I am trying to integrate the function
$$f(X)=\frac1{ax^2+bx+c}\qquad\text{where }b^2>4ac$$
After being stuck myself, I tried to follow the solution in the accepted answer here (case 3). I could follow everything except the step where they somehow rearrange
$$\frac1a\int\frac{1}{\left(x+\dfrac{b}{2a}\right)^2-\left(\dfrac{\sqrt{b^2-4ac}}{2a}\right)^2}\,\mathrm dx=\frac{1}{\sqrt{b^2-4ac}}\int\left(\frac{1}{x+\dfrac{b}{2a}-\dfrac{\sqrt{b^2-4ac}}{2a}}-\frac{1}{x+\dfrac{b}{2a}+\dfrac{\sqrt{b^2-4ac}}{2a}}\right)\,\mathrm dx\tag1$$
I can't see why those are equal.
Here are my thoughts: We know that
$$\frac1{z^2-1}=\frac1{z-1}-\frac1{z+1}\tag2$$
If we take $x+b/(2a)$ to be $z$ and $1/(\sqrt{b^2-4ac})$ to be "1", this kind of resembles equation $(1)$ except that the "1" is squared on the left hand side.
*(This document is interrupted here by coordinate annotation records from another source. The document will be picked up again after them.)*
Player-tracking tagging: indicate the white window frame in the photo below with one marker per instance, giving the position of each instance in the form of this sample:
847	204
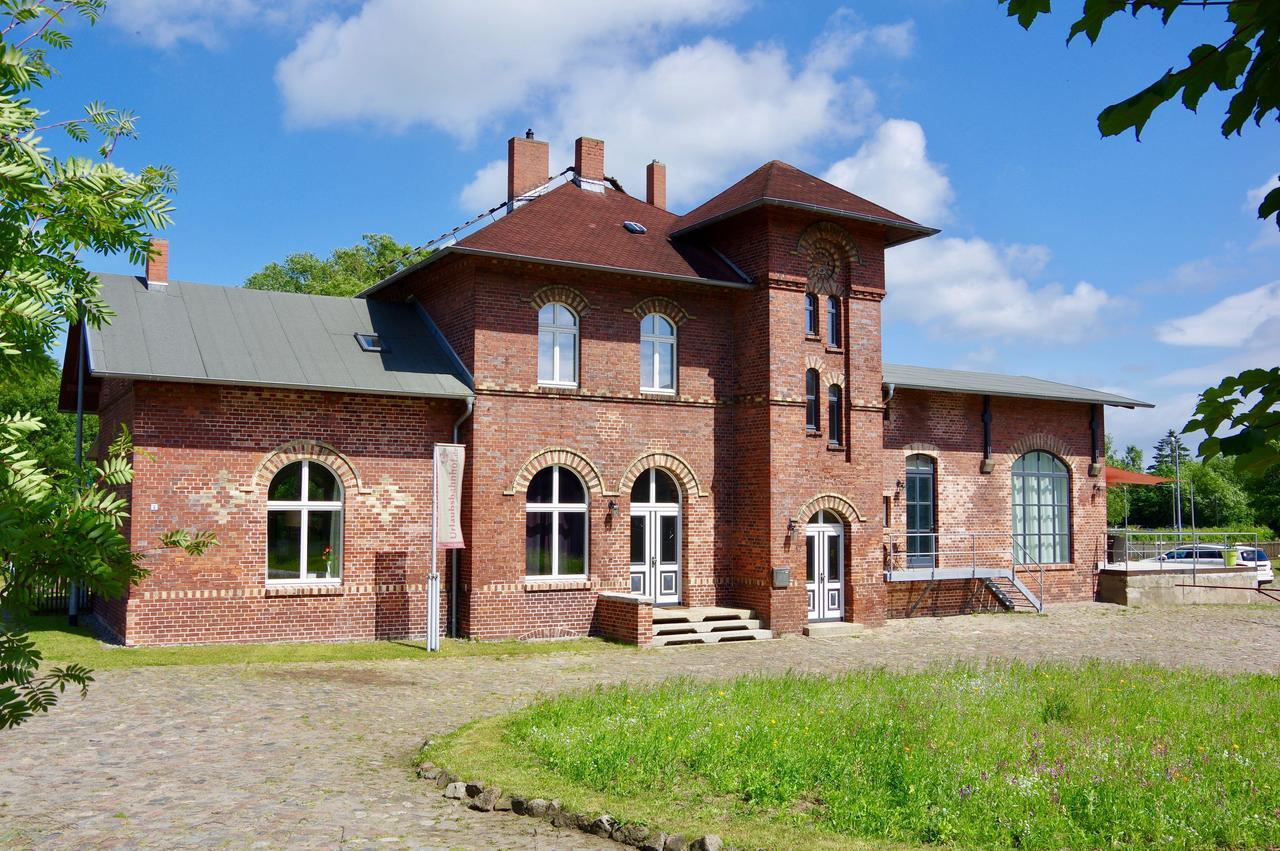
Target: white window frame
556	508
649	373
558	332
305	507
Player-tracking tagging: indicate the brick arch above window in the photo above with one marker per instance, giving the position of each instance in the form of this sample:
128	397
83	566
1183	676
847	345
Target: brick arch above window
561	294
1041	442
830	252
828	502
565	457
309	451
661	305
667	461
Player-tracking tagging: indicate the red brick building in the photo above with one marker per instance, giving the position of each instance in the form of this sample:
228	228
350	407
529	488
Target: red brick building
658	411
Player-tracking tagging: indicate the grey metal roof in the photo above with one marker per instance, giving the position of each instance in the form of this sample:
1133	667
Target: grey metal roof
204	333
927	378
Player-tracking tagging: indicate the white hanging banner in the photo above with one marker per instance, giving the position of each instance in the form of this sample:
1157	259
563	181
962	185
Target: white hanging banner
448	495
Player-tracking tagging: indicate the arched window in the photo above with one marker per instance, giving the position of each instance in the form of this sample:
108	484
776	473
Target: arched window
657	355
812	410
832	321
557	346
810	315
835	415
556	524
920	513
1042	512
304	525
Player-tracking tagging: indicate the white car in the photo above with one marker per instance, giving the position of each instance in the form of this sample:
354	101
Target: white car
1212	554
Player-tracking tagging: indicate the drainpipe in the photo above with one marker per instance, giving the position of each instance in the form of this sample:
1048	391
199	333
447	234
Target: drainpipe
453	553
72	603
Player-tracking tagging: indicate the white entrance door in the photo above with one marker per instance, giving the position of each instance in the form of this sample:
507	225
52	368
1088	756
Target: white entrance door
824	567
656	538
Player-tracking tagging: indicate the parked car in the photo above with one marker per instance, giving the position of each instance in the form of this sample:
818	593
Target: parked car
1212	553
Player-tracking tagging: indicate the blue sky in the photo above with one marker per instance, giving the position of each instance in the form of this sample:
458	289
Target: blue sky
1137	268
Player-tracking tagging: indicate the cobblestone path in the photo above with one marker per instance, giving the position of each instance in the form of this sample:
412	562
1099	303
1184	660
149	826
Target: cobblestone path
316	755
Also, it is of course not right to just use eq. $(2)$ because $1/(\sqrt{b^2-4ac})$ isn't actually necessarily 1. Another thing I am confused about is why the factor $1/a$ in front of the integral got replaced by $1/(\sqrt{b^2-4ac})$.
Any help/hints would be appreciated.
Apologies for the rather unspecific title; if there are any suggestions, feel free to edit/comment them.
I was able to find the answer myself. Using another partial fraction expansion
$$\frac1{k^2-z^2}=\frac1{2z(k-z)}-\frac{1}{2z(k+z)}=\frac{1}{2z}\left(\frac1{k-z}-\frac1{k+z}\right)$$
if we let
$$k=x+\frac{b}{2a}\qquad\qquad z=\frac{\sqrt{b^2-4ac}}{2a}$$
we can simply rearrange eq. $(1)$ as
$$\frac1a\int\frac{1}{\left(x+\dfrac{b}{2a}\right)^2-\left(\dfrac{\sqrt{b^2-4ac}}{2a}\right)^2}\,\mathrm dx=\frac1a\frac{2a}{2\sqrt{b^2-4ac}}\int\left(\frac{1}{x+\dfrac{b}{2a}-\dfrac{\sqrt{b^2-4ac}}{2a}}-\frac{1}{x+\dfrac{b}{2a}+\dfrac{\sqrt{b^2-4ac}}{2a}}\right)\,\mathrm dx$$
The factor in front of the integral simplifies to $1/\sqrt{b^2-4ac}$, giving us the desired result.